In the “Strawberry Shortcake in the Big Apple City” episode (part 2, part 3), Strawberry Shortcake travels to New York to compete in a baking contest with her nemesis, the Peculiar Purple Pie Man. He sets many obstacles for her so that she can not make it to the competition or beat him. Luckily, Strawberry Shortcake meets a gang of friends along the way that help her overcome these setbacks, making her trip end on a happy note when she beats the Purple Pie Man in the competition!

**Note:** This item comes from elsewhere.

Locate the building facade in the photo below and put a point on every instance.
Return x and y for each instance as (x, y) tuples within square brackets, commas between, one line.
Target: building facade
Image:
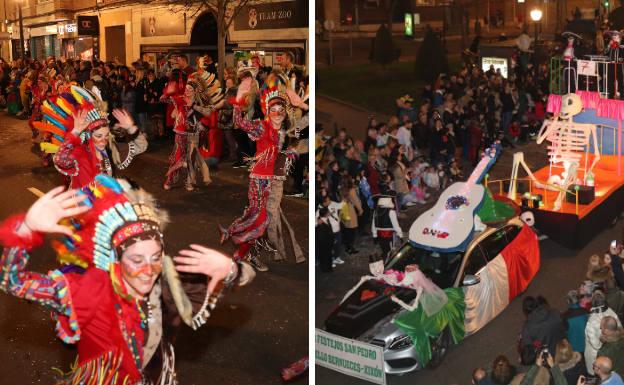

This episode does go along with many of Cross’ arguments because the towns and buildings are that of a fantasy world, often made out of common desserts. Snail mail in this world is literally delivered by a snail, and airplanes are simply butterflies. This is a world in which the sun talks and when bad things are thrown in Strawberry’s way, such as the Purple Man catching her airplane (or butterfly) with a butterfly net, happy thoughts can save the day. Many things such as this, obvious signs of “moral tags” (296), are evident in the episode. These moral tags were meant to justify the PLC’s and make them seem better for children. Other examples include quotes such as “Never say never” and “Be good losers. Victory lies in the struggle, not in the prize.” The various friends made by Strawberry in the episode affirm the idea that “friendship” toys for girls were being made instead of home-making or mothering toys.

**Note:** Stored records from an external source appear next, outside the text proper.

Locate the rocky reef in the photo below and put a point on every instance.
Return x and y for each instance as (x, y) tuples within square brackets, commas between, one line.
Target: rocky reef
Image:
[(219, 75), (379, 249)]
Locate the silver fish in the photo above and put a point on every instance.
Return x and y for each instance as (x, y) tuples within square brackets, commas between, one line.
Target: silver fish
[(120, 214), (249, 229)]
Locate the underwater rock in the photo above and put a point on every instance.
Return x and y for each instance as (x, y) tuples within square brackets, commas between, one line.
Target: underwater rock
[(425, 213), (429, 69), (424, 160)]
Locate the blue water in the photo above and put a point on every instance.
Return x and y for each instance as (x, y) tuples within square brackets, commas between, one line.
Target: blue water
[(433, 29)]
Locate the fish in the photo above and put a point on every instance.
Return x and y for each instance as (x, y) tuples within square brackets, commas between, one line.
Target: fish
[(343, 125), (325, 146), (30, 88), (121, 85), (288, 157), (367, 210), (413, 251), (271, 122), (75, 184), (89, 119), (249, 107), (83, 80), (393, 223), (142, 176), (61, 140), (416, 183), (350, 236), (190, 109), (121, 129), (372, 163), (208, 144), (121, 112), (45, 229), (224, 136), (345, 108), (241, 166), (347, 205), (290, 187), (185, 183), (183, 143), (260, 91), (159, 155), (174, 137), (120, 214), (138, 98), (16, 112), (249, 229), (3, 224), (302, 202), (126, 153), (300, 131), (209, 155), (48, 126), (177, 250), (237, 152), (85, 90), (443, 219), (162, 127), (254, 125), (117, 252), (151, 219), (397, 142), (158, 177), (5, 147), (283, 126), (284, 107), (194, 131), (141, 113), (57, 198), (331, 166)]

While many of Cross’ points and arguments were shown through the Strawberry Shortcake episode, there were also a few references to the real world. The Big Apple in the title refers to New York City and the bake-off is held in Times Square. One of the friends Strawberry makes is even from London. Some things from the real world stay the same, such as video cameras and tv’s. The Strawberry Shortcake world is not entirely fantasy. One part of the episode that somewhat defies one of Cross’ arguments is the lack of gender roles in toys. A friend made in “Spinach” (aka Greenwich) Village, Lemon Meringue, is a model and is constantly primping and saying how pretty she is. However, this is the only clear gender role shown in the episode.

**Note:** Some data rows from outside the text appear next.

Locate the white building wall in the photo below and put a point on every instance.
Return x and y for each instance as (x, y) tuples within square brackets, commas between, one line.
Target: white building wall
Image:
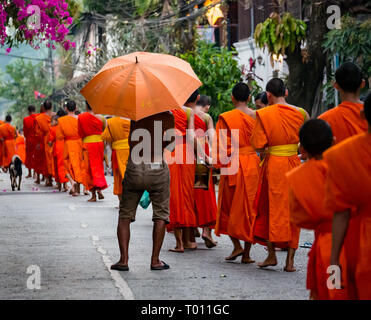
[(247, 49)]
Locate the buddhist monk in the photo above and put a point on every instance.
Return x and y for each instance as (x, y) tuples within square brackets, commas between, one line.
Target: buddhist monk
[(345, 119), (204, 103), (237, 188), (205, 200), (276, 133), (20, 147), (116, 133), (261, 100), (8, 134), (91, 127), (182, 176), (307, 206), (39, 154), (42, 130), (58, 155), (29, 131), (348, 197), (67, 131), (1, 148)]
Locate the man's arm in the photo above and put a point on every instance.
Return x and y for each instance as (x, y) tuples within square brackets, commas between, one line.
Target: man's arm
[(340, 223)]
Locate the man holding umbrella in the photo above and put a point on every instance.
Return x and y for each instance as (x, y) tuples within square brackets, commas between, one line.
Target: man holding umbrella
[(143, 87)]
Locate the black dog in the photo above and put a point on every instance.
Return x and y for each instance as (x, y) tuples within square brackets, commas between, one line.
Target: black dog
[(15, 170)]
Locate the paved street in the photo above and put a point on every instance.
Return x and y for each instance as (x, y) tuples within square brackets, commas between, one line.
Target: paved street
[(74, 242)]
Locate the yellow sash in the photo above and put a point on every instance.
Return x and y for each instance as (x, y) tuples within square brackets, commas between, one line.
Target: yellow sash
[(120, 144), (285, 150), (93, 138)]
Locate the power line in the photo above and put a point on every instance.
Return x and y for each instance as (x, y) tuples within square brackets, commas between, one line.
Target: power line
[(22, 57)]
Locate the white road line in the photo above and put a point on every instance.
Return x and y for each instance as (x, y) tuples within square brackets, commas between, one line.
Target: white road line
[(120, 283)]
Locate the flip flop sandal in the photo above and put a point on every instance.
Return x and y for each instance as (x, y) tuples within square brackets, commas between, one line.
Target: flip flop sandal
[(165, 266), (209, 244), (119, 267), (232, 258), (306, 245)]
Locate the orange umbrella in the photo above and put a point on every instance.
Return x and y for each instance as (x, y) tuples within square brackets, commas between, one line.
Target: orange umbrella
[(141, 84)]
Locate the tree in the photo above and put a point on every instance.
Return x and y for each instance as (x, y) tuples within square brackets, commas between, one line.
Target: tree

Overall, the episode seems to reflect many of Gary Cross’ arguments and doesn’t necessarily negate many of them. While I definitely thought it had no educational value, due to the moral tags, it could be said to have some kind of merit. However, I believe that this PLC, although not necessarily all PLC’s, was mainly for the purpose of consumerism. Viewing this one episode, I agree with Gary Cross, although after viewing more of this show, or perhaps some other PLC’s, it’s possible I could change my mind. I sincerely hope all PLC’s were not as horrible as this episode of a girl named Strawberry Shortcake.